Tja, was soll man groß zum brachialen Cello-Gewitter sagen, dass sich die folgenden 75 Minuten über den Zuschauern entlud? Ein Wort dürfte genügen: GEIL! Sind die Nordmänner auf Platte schon ganz nett anzuhören, so stellen sie live ein wahres Feuerwerk an Energie und Spielfreude dar. Atemberaubend schnell und brutal hin- und herflitzende Bögen, unglaublich flinke Finger (auf den Griffbrettern der Instrumente natürlich *g*) und ein derart druckvoller Sound, dass es einem die Schuhe auszieht - das sind APOCALYPTICA on stage. Classical Metal im wahrsten Sinne des Wortes, dagegen sieht so mancher \"normale\" Gitarren-Metal alt aus. Jeder klassische Cello-Lehrer würde sich angesichts der Malträtierung der edlen Klangkörper sicherlich sämtliche Haare ausraufen und im Viereck springen, doch wen soll\'s kümmern - die im Zelt versammelte Zuschauerschar zumindest wenig. Die mittlerweile wohlbekannten Versionen von METALLICA-Klassikern wie \"One\", \"The Unforgiven\", \"Master Of Puppets\" oder \"Enter Sandmann\" wurden jedenfalls von Jung und (!) Alt begeistert gefeiert, ebenso die Eigenkompositionen \"Harmageddon\", \"Pray\" und \"Path\" (welches ohne den nervigen Gesang von GUANO APES-Singdrossel Sandra Nasic um Längen besser rüberkam). Dazu schleppten Eicca und Perttu immer wieder ihre Celli von einer Ecke der Bühne zur anderen, feuerten das Publikum an, röhrten (wenn vorhanden) eifrig die Texte der Songs mit und bangten obendrein noch wie wild. Und für \"some extreme sports\", wie Eicca sich auszudrücken pflegte, war mit der Interpretation von SEPULTURAs \"Refuse Resist\" ebenfalls bestens gesorgt - da kam man dem rasenden Spiel der Vier mit dem bloßen Auge echt nicht mehr hinterher. Zum Finale durfte sich vor allem Antro, der die vergangenen zwei Jahre ausschließlich der Klassik gewidmet hatte, bei Edvard Griegs \"Hall Of The Mountain King\" beweisen - der krönende Abschluss einer fulminaten Show.

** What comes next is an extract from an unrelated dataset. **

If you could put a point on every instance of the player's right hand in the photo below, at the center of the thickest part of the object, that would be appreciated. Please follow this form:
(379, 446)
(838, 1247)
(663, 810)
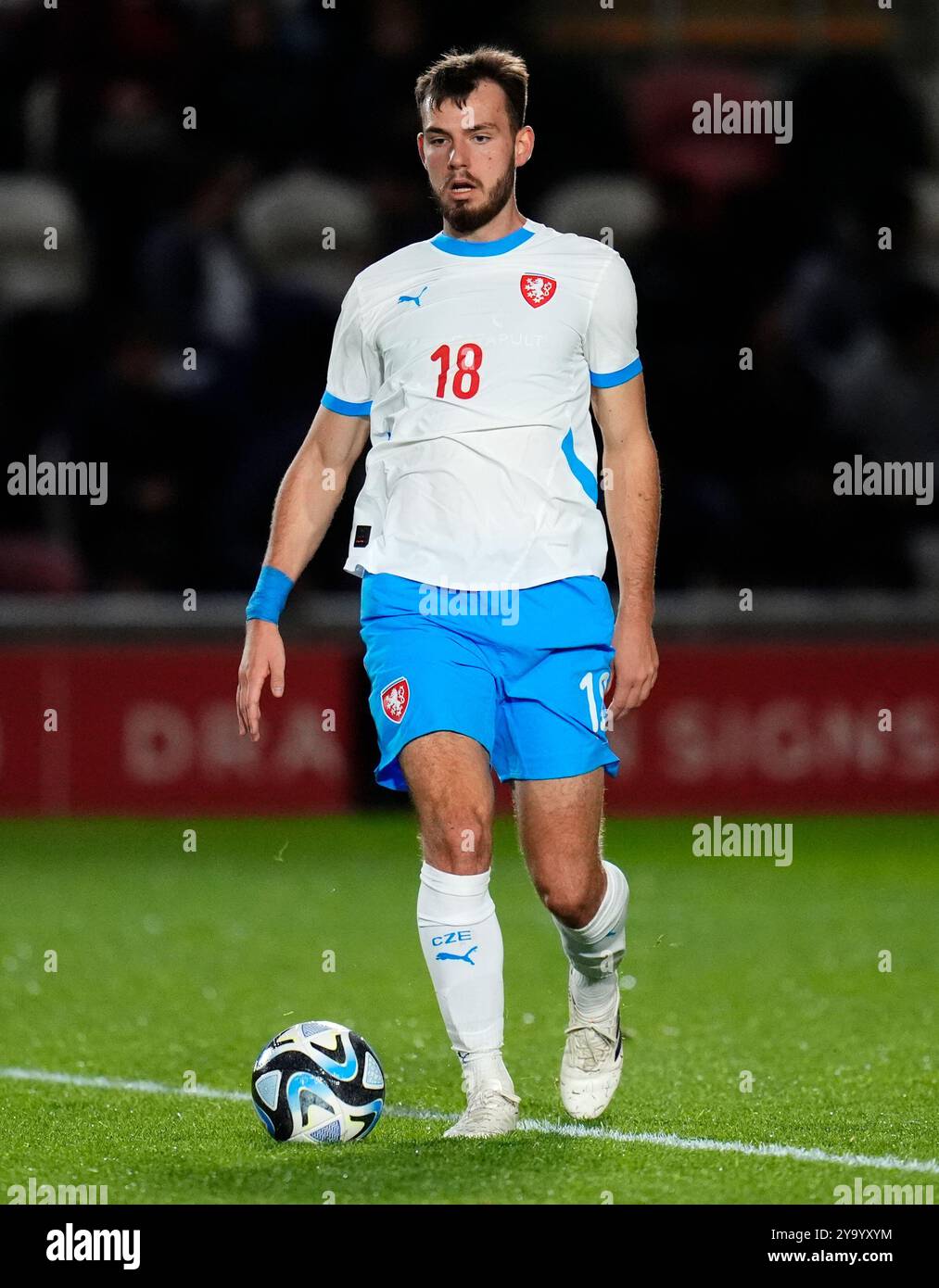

Die Band war top, das Publikum begeistert..., trotzdem gab es auch negative Punkte zu verzeichnen: Die PA im Zelt war, gelinde gesagt, unter aller Sau. Besonders bei den tiefen Tönen dröhnte das gesamte Konzert hindurch ein wahnsinnig nervendes Brummen, Knistern und Knacken aus den Boxen; stellenweise dachte ich wirklich, die ganze Anlage macht gleich schlapp. Außerdem, meine lieben Damen und Herren Veranstalter: 32 bzw. 38 Mark (Abendkasse) für ein grade mal 75minütiges Konzert zu verlangen, noch dazu ohne Supportband und mit einer derart schlechten Soundanlage, das grenzt echt an Unverschämtheit.
Naja, aber was soll ich mich beklagen, für diese Mängel konnte die Band ja nichts. Alles in Allem ein trotzdem gelungener Abend, sowohl musikalisch als auch optisch (wann sonst bekommt man schon mal so leckere Cellisten vors Auge *sabber* :-) ). APOCALYPTICA werd ich mir in Zukunft sicher noch mehrmals live \"antun\".